In retrospect of Apple having become one of the most valuable companies in the world, Wayne assumed that with the stress of having stayed with Apple since its founding, he “probably would have wound up the richest man in the cemetery.”
Wayne summarized, “What can I say? You make a decision based on your understanding of the circumstances, and you live with it.”
Ronald Wayne After Apple
After leaving Apple, Ronald Wayne resisted Jobs’s attempts to get him to return, remaining at Atari until 1978, when he joined Lawrence Livermore National Laboratory and later an electronics company in Salinas, California.
In the late 1970s, he had run a stamp shop in Milpitas, California for a short time, Wayne’s Philatelics. After a number of break-ins, Wayne moved his stamp operations to Nevada. The logo for the business was a wood-cut style design, with a man sitting under an apple tree, with the “Wayne’s Philatelics” name written in a flowing ribbon curved around the tree. This had the same basis as the original logo he designed for Apple Computer.
Steve Jobs approached Wayne again as a business contact for Apple, but Wayne refused to even forward Jobs’s proposal to purchase a friend’s company. Wayne’s principle was that his friend should retain ownership under exclusive license to Apple instead of selling, but Wayne would later express regret for having blocked the contact instead of allowing the decision to be made directly.

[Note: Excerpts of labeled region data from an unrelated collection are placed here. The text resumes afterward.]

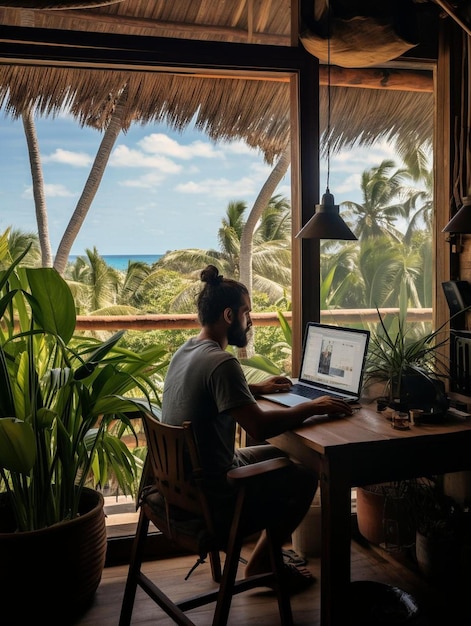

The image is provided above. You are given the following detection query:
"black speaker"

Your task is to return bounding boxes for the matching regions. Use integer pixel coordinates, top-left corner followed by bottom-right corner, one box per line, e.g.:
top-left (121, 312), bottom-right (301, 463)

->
top-left (442, 280), bottom-right (471, 315)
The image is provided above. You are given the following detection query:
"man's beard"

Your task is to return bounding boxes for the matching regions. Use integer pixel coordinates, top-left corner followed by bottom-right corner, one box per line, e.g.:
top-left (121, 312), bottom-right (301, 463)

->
top-left (227, 318), bottom-right (250, 348)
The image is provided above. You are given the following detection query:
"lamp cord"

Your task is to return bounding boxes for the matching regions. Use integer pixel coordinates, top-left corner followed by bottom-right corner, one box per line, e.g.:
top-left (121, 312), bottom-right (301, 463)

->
top-left (326, 6), bottom-right (331, 193)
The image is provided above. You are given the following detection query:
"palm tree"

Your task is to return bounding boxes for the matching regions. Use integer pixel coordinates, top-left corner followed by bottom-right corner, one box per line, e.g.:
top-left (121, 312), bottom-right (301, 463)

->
top-left (21, 85), bottom-right (127, 274)
top-left (342, 159), bottom-right (407, 242)
top-left (240, 144), bottom-right (291, 294)
top-left (21, 106), bottom-right (52, 267)
top-left (157, 196), bottom-right (291, 311)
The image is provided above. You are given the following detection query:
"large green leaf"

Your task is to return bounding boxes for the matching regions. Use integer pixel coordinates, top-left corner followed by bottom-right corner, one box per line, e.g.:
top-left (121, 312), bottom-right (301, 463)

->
top-left (0, 417), bottom-right (36, 474)
top-left (26, 267), bottom-right (76, 343)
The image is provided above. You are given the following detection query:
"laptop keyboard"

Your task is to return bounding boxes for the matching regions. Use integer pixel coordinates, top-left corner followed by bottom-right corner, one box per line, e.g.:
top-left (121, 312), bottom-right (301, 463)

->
top-left (290, 383), bottom-right (351, 402)
top-left (290, 384), bottom-right (326, 400)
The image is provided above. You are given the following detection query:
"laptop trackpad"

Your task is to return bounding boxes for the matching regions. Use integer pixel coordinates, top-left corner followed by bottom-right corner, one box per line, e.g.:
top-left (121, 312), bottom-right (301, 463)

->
top-left (260, 392), bottom-right (311, 406)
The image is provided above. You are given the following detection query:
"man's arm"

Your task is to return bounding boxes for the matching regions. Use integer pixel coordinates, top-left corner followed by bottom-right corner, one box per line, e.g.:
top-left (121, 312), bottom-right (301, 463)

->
top-left (230, 389), bottom-right (353, 441)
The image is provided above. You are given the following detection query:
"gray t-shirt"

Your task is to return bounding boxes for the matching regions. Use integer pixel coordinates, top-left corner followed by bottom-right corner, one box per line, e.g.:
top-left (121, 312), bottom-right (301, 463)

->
top-left (162, 337), bottom-right (256, 479)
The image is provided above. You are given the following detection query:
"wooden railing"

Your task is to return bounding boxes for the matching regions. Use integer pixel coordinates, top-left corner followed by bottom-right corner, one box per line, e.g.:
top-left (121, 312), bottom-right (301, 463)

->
top-left (76, 308), bottom-right (432, 331)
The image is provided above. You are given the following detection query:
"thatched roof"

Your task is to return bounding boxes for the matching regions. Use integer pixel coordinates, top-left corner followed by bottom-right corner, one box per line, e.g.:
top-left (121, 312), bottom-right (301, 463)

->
top-left (0, 0), bottom-right (433, 162)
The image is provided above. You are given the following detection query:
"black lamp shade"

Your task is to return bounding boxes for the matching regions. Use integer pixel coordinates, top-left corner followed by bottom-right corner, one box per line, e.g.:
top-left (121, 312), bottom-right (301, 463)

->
top-left (442, 196), bottom-right (471, 233)
top-left (296, 189), bottom-right (357, 240)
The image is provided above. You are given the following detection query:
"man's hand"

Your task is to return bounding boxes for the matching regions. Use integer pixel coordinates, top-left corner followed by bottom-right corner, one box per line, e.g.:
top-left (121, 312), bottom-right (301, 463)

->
top-left (249, 376), bottom-right (293, 396)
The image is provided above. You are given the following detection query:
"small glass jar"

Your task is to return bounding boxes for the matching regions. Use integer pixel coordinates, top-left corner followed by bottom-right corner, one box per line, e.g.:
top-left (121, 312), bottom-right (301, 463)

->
top-left (391, 411), bottom-right (410, 430)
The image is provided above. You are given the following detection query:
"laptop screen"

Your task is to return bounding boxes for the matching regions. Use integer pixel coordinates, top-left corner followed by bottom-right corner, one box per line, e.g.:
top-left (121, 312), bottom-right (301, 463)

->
top-left (299, 322), bottom-right (370, 396)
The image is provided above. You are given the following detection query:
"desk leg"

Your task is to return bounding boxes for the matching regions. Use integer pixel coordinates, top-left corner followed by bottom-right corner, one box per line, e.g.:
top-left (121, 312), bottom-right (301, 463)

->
top-left (320, 457), bottom-right (351, 626)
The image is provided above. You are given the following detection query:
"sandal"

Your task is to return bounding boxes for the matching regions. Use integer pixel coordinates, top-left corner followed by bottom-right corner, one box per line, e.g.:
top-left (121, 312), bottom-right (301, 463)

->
top-left (270, 563), bottom-right (317, 595)
top-left (282, 550), bottom-right (307, 565)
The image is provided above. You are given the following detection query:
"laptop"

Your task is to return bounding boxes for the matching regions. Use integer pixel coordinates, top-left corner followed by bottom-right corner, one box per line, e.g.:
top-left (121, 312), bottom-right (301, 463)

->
top-left (260, 322), bottom-right (370, 406)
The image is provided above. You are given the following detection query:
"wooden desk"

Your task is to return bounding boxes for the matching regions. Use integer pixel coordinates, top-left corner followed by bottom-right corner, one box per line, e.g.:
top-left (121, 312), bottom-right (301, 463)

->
top-left (259, 401), bottom-right (471, 626)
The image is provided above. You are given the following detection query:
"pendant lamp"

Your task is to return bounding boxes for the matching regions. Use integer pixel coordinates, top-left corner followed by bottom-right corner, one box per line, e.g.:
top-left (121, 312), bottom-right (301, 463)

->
top-left (296, 8), bottom-right (357, 240)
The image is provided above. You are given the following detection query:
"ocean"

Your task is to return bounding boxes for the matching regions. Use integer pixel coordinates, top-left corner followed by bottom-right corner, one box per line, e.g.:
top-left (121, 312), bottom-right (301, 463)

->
top-left (69, 254), bottom-right (163, 272)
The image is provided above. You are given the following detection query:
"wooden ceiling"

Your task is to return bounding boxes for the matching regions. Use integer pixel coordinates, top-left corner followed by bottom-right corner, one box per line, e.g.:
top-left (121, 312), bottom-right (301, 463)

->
top-left (0, 0), bottom-right (439, 162)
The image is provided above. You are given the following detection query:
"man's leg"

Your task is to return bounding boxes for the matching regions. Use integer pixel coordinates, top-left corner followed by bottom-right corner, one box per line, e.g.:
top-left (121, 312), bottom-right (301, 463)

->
top-left (237, 445), bottom-right (318, 577)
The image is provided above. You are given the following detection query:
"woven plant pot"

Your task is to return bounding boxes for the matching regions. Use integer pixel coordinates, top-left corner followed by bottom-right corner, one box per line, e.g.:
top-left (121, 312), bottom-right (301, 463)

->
top-left (0, 489), bottom-right (107, 626)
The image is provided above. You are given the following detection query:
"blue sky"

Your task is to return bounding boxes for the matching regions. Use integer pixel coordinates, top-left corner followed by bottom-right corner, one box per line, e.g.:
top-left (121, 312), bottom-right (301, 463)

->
top-left (0, 113), bottom-right (399, 255)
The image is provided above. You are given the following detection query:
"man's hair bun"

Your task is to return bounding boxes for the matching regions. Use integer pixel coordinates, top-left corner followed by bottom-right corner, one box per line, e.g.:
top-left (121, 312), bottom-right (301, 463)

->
top-left (200, 265), bottom-right (224, 285)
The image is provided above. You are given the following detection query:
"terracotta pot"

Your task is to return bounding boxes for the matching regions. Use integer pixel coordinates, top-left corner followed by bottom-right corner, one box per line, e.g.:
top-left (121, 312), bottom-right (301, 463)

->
top-left (356, 484), bottom-right (415, 552)
top-left (0, 489), bottom-right (107, 626)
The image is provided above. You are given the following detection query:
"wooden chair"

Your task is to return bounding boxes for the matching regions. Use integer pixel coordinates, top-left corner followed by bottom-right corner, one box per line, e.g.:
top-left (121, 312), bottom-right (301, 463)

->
top-left (119, 413), bottom-right (293, 626)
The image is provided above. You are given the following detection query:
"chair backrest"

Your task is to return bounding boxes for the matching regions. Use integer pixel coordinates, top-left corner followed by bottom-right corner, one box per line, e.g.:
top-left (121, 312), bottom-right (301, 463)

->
top-left (142, 412), bottom-right (208, 517)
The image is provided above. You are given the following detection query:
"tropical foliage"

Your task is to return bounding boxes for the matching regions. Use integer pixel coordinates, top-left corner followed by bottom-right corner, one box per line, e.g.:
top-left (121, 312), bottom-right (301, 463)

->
top-left (0, 246), bottom-right (167, 531)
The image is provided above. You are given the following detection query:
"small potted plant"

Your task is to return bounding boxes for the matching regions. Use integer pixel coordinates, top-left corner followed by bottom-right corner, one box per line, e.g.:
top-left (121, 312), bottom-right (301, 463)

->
top-left (365, 309), bottom-right (449, 417)
top-left (408, 476), bottom-right (463, 582)
top-left (0, 246), bottom-right (167, 624)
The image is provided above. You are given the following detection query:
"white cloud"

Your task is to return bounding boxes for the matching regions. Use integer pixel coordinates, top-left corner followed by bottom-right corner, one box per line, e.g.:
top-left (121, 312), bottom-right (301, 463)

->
top-left (118, 172), bottom-right (170, 189)
top-left (335, 173), bottom-right (361, 194)
top-left (175, 176), bottom-right (259, 200)
top-left (110, 146), bottom-right (181, 169)
top-left (221, 140), bottom-right (261, 156)
top-left (21, 184), bottom-right (76, 199)
top-left (42, 148), bottom-right (93, 167)
top-left (138, 133), bottom-right (224, 160)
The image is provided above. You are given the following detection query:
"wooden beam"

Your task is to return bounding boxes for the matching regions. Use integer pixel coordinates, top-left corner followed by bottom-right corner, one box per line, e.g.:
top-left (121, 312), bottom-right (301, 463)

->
top-left (319, 65), bottom-right (433, 93)
top-left (31, 9), bottom-right (290, 46)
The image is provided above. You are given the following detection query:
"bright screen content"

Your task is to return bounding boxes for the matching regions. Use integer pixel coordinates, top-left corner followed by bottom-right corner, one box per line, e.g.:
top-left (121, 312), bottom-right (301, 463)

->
top-left (299, 325), bottom-right (368, 394)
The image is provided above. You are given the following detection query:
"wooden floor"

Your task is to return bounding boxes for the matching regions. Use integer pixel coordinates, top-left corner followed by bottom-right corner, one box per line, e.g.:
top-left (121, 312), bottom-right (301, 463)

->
top-left (76, 541), bottom-right (471, 626)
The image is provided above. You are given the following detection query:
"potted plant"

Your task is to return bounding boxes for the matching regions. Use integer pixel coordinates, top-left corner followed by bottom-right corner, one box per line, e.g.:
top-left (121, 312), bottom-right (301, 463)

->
top-left (0, 246), bottom-right (166, 624)
top-left (408, 476), bottom-right (464, 583)
top-left (365, 309), bottom-right (449, 417)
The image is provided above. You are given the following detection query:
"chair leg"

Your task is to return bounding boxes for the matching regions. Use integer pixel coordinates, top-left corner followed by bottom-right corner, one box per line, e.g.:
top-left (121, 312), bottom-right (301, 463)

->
top-left (119, 508), bottom-right (149, 626)
top-left (212, 539), bottom-right (242, 626)
top-left (212, 487), bottom-right (245, 626)
top-left (209, 552), bottom-right (222, 583)
top-left (267, 528), bottom-right (293, 626)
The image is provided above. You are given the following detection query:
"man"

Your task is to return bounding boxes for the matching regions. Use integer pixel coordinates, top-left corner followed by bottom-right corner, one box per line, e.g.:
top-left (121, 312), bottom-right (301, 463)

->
top-left (162, 265), bottom-right (352, 591)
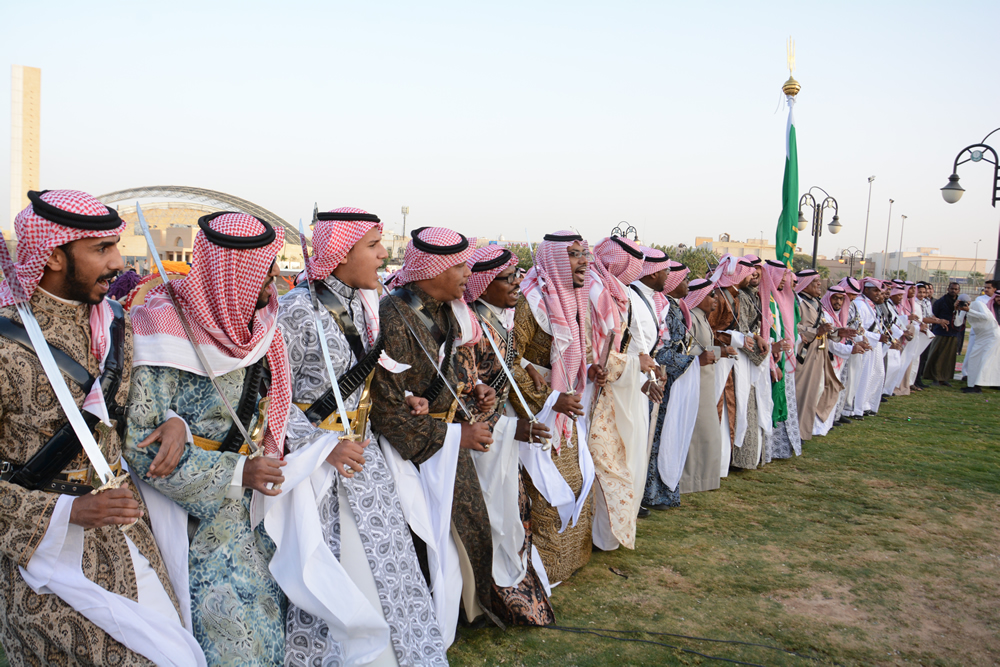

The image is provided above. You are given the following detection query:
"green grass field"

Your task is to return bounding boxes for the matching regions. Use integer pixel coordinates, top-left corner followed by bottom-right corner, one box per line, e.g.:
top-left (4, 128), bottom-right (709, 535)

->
top-left (449, 383), bottom-right (1000, 666)
top-left (0, 383), bottom-right (1000, 667)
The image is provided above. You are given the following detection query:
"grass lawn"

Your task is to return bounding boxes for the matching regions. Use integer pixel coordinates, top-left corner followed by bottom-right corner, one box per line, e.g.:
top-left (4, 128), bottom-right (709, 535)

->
top-left (449, 382), bottom-right (1000, 666)
top-left (0, 382), bottom-right (1000, 667)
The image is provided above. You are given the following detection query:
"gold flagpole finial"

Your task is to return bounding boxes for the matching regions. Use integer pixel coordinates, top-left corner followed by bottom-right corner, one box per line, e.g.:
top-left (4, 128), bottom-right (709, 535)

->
top-left (781, 37), bottom-right (802, 97)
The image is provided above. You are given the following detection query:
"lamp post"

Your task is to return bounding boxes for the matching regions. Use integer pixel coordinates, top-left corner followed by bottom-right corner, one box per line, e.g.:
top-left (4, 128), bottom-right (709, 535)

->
top-left (861, 176), bottom-right (875, 272)
top-left (879, 199), bottom-right (895, 280)
top-left (799, 185), bottom-right (843, 269)
top-left (941, 127), bottom-right (1000, 280)
top-left (837, 246), bottom-right (865, 278)
top-left (896, 215), bottom-right (906, 279)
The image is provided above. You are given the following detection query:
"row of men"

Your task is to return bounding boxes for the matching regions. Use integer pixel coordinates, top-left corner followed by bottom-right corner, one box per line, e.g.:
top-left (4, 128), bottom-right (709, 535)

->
top-left (0, 190), bottom-right (984, 665)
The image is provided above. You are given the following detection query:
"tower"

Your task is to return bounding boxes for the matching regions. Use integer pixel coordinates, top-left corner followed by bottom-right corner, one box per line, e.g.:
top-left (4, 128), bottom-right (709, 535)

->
top-left (7, 65), bottom-right (42, 230)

In the early 1990s, Wayne sold the original Apple partnership contract paper, signed in 1976 by Wozniak, Jobs, and himself, for US$500. The contract was sold at auction for $1.6 million in 2011. Wayne has stated that he regrets that sale.
Ronald Wayne retired to a mobile home park in Pahrump, Nevada, where he sells stamps and rare coins, and plays penny slots at a casino. He never owned an Apple product until 2011, when he was given an iPad 2 at the Update Conference in Brighton, England. Wayne holds a dozen patents.
In July 2011, Ronald Wayne published a memoir titled Adventures of an Apple Founder. His plan for initial exclusivity on the Apple iBooks store did not materialize. Wayne wrote a socio-economic treatise titled Insolence of Office, released on October 1, 2011 which he describes as this:
…the product of decades of research and observation into the evolution of human governance, and the foundations of the American Constitutional Republic. Through this analysis, the reader is introduced to a complete, yet simplified understanding of the architecture of our Constitution, its foundations, principles, and the essential meaning of its structure all in the context of modern living.
Wayne appeared in the documentary Welcome to Macintosh in 2008, where he describes some of his early experiences with Steve Wozniak and Steve Jobs.